Well, I kept it up for one more week
Week 5
Byes: Ravens, Browns, Cowboys, Miami, St. Louis, Washington: All these teams do not play this week, though Tony Romo does throw 2 interceptions.
Eagles @ Bills: Bills 34 Eagles 31: Eagle coach Andy Reid is shocked by the Eagles problems. “I just don’t get it” Reid exclaims “I’ve raised this team like my sons”
Saints @ Panthers: Saints 54 Panthers 48: Both QB’s pass for over 600 yards. After the game the NFL seriously considers retracting the rule change that forces defenders to close their eyes and count to “5 Mississippi” at the start of each play.
Raiders @ Texans: Raiders 21 Texans 17: Raiders win the game and Demarcus Russell serves the team bus at the McDonald’s drive-up afterwards.
Chiefs @ Colts: Colts 22 Chiefs 21: Colt and Chief executives have teamed up to try and create a device similar to the one used in the movies Men In Black in hope to erase the fans memories of this season.
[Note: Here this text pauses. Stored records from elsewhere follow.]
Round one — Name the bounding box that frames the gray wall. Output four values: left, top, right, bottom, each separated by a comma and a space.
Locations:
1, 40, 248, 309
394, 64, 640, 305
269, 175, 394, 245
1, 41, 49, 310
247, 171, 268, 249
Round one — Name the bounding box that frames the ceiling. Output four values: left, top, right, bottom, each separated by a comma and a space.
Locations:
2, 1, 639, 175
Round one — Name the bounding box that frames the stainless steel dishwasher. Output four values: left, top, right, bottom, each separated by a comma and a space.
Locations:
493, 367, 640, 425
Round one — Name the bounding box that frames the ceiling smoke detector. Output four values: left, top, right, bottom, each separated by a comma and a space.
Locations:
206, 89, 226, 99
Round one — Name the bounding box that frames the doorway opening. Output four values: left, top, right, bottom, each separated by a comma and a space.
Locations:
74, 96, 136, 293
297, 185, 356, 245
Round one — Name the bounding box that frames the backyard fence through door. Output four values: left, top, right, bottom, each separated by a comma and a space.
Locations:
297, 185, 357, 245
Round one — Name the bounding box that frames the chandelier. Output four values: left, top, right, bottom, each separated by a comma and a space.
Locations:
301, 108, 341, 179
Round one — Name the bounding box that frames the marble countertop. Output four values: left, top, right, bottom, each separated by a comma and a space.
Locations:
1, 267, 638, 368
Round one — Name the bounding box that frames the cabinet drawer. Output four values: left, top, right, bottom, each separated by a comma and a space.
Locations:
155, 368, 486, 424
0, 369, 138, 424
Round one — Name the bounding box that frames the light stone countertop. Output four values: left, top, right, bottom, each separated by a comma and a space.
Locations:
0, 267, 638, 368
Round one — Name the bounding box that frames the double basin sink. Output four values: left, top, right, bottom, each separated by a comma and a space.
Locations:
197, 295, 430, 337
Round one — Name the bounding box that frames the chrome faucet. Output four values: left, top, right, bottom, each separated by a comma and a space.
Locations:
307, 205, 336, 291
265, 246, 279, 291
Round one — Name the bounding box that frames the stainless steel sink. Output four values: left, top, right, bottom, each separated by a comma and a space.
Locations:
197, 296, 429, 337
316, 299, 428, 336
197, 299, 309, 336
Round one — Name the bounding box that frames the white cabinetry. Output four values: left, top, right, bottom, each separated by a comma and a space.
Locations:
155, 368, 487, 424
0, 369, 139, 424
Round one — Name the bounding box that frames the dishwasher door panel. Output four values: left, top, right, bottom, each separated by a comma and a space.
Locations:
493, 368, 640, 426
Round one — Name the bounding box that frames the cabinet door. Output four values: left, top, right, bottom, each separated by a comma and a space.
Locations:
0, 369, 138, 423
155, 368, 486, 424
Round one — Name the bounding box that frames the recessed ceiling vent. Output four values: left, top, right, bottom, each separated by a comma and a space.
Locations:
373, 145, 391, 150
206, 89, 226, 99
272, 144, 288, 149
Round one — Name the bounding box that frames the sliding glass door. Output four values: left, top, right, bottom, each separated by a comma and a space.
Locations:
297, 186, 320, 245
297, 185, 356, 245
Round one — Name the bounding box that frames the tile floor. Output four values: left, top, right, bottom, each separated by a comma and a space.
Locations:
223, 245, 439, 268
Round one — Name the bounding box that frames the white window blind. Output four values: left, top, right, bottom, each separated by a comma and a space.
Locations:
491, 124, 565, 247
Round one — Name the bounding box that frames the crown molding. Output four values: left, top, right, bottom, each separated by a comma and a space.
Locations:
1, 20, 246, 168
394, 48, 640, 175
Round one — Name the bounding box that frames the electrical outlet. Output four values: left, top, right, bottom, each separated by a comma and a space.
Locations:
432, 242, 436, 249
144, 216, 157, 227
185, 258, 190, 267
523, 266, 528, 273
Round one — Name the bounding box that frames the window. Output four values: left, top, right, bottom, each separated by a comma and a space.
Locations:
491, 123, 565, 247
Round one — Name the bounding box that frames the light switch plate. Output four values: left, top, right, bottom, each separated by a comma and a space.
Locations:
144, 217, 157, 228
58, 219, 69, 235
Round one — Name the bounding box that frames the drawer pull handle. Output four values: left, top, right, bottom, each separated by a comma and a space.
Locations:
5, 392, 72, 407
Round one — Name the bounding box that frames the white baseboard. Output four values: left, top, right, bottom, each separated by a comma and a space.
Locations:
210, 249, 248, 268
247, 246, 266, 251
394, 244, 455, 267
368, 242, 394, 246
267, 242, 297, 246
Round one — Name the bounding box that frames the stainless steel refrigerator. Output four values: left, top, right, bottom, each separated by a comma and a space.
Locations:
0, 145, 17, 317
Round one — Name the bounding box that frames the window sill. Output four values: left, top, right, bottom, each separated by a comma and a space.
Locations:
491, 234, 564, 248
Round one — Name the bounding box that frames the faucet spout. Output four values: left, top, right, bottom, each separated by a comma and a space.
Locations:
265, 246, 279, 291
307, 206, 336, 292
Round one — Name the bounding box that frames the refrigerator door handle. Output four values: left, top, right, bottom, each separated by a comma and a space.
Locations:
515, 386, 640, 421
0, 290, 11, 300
They have only had partial success so far, erasing most of their players memories of how to play football.
Bengals @ Jaguars: Bengals 66 Jaguars 45: You think last weekends field painting was bad...this week the Jaguars paint and number the field east to west instead of north to south. Bengals take advantage of the shortened field more often then the Jaguars. After the game, the Florida Education Commissions admits they didn’t see anything wrong with the field.
Cardinals @ Vikings: Cardinals 28 Vikings 10: Before the game, Viking QB Donovan McNabb is arrested under suspicion that he has broken into a number of local retail stores. However he is released and investigators explain “He might have broken into the Wal-mart, but having watched him play all year, we are positive there is no way he hit the Target.”
Seahawks @ Giants: Giants 24 Seahawks 16: To honor Steve Jobs, Seahawk owner Paul Allen has his team wear new uniforms with the numbers in binary. The officials have trouble all day deciding if 1001001 is an eligible receiver or not.
Titans @ Steelers: Titans 31 Steelers 17: Titan QB Matt Hassleback continues his fine play. He comments after the game “Its just nice to know that I can still play the game at a high level, at least I know I’ve got a couple of years before I lose my skills and have to pay for the Vikings.”
Buccaneers @ 49ers: Buccaneers 30 49ers 14: Buccaneers actually have greater fan support than the 49ers in this game as the team wisely selects this week to wear their throwback uniforms from the 80’s.
Chargers @ Broncos: Chargers 27 Broncos 13: Bronco fans take their push to get Tim Tebow to play to a different level. After the game, fans hand out flyers, put up yard signs and a local business offers head coach John Fox discounts on dry cleaning.
Jets @ Patriots: Patriots 28 Jets 10: Jets coach Rex Ryan admits he probably should have spent more time figuring out how to get his team to beat the Patriots instead of lamenting how nobody else beats them. In a related story, Buffalo coach Chan Gailey calls up Ryan and asks for his fruit basket.
Packers @ Falcons: Packers 37 Falcons 28: Falcon QB Matt Ryan says after the game, I wish we hadn’t spent the last two training camps playing with little kids.
Bears @ Lions: Lions 27 Bears 19: After the game, ESPN awards the Lions an ESPY as team of the decade for the week of October 4-10, breaking the New England Patriots run of 247 consecutive weeks as team of the decade. Lion defensive lineman Ndomican Suh is overjoyed with the award, throwing it down and breaking it after the ceremony.